Io credo che la roba di cui inizio a soffrire maggiormente sia l’incapacità di decomprimere, di avere un momento e uno spazio in cui poter aprire le valvole di sfogo. Qualcuno lo fa andando a correre, qualcuno alzando pesi. Mia moglie impasta.
Io questa roba l’ho sempre trovata nella musica.
Di solito in macchina, con lo stereo oltre i livelli che si addicono al guidare con prudenza e le persone sulle auto vicine alla mia, ferme in coda come me, a guardarmi chiedendosi perchè non sia rinchiuso in un centro specializzato per malati di mente.

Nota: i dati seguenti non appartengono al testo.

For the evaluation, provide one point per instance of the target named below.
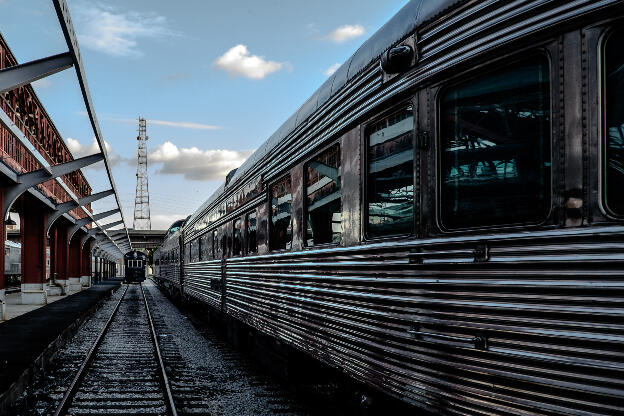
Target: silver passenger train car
(443, 219)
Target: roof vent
(229, 176)
(397, 59)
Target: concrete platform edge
(49, 353)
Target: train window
(495, 147)
(200, 249)
(614, 120)
(252, 226)
(206, 246)
(281, 221)
(237, 237)
(195, 250)
(390, 186)
(323, 203)
(215, 245)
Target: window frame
(609, 32)
(242, 235)
(269, 211)
(304, 201)
(246, 232)
(555, 162)
(412, 101)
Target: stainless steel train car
(12, 263)
(443, 219)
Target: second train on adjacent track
(443, 219)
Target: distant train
(443, 220)
(135, 263)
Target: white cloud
(346, 32)
(238, 61)
(330, 71)
(113, 32)
(77, 149)
(196, 164)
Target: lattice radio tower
(142, 219)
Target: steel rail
(73, 387)
(163, 374)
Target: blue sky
(214, 79)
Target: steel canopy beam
(19, 75)
(62, 12)
(65, 207)
(34, 178)
(84, 221)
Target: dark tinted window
(206, 246)
(195, 250)
(215, 245)
(237, 237)
(323, 202)
(252, 225)
(390, 193)
(614, 131)
(281, 220)
(495, 148)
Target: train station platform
(28, 341)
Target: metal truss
(26, 73)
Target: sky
(214, 79)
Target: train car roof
(402, 24)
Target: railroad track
(123, 371)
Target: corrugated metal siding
(550, 308)
(202, 281)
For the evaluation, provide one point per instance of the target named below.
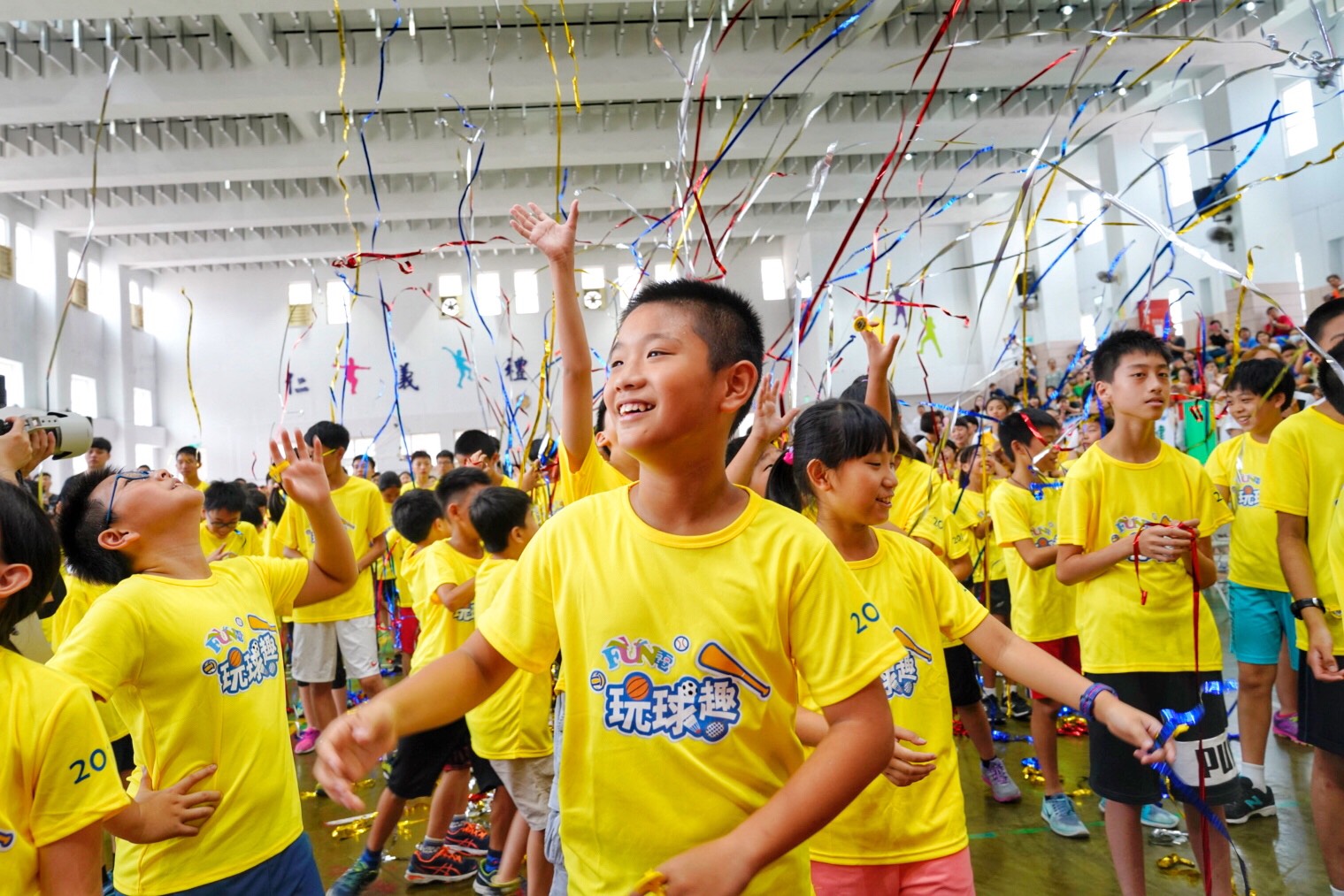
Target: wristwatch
(1297, 606)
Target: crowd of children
(684, 664)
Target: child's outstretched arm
(1033, 667)
(332, 569)
(556, 241)
(434, 696)
(768, 424)
(854, 751)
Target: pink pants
(945, 876)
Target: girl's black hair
(28, 538)
(831, 432)
(857, 391)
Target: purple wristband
(1085, 703)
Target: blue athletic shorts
(1261, 619)
(290, 872)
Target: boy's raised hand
(302, 468)
(551, 237)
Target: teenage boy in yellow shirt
(223, 533)
(673, 699)
(188, 653)
(1258, 394)
(349, 621)
(1307, 463)
(1132, 523)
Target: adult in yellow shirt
(223, 532)
(1258, 393)
(347, 621)
(188, 466)
(189, 655)
(1307, 461)
(512, 728)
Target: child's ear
(13, 578)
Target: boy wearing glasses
(349, 619)
(188, 655)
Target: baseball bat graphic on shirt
(715, 658)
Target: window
(12, 373)
(1300, 126)
(302, 293)
(488, 293)
(338, 302)
(773, 287)
(526, 297)
(83, 395)
(1179, 186)
(144, 406)
(25, 262)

L’occasione migliore però erano i concerti, quando si spengono le luci e sei da solo in mezzo a persone a cui di te non frega un cazzo e di cui a te non interessa un cazzo, che siano tuoi amici o perfetti sconosciuti. Tutti gli occhi sul palco, la musica copre tutto, avvolgendoti e proteggendoti, e allora canti i pezzi, li urli, senza che ti interessi come vengono fuori. Conta solo farlo più forte possibile e se non sai le parole va bene lo stesso. Da ragazzino l’energia da buttare fuori era anche fisica, si pogava e si saltava, oggi è più che altro mentale, ma l’esigenza di base è la stessa.
Occhi chiusi, dito alzato e fuori tutto.
Lo stress, le ansie, le paure, ma anche le gioie, tutte le emozioni che nella vita sei costretto in qualche modo a gestire e misurare per non uscire dai binari in cui ci hanno insegnato sia necessario veicolare la quotidianità.
Per quell’oretta scarsa ci si ripulisce da tutto, una sorta di lavanda gastrica emozionale, e all’accensione delle luci si è pronti a tornare con rinnovata o ritrovata pace alla propria vita che, bella o brutta che sia, certamente ha qualche motivo per andarci stretta.

Il primo concerto a cui sono andato è stato nel 1997.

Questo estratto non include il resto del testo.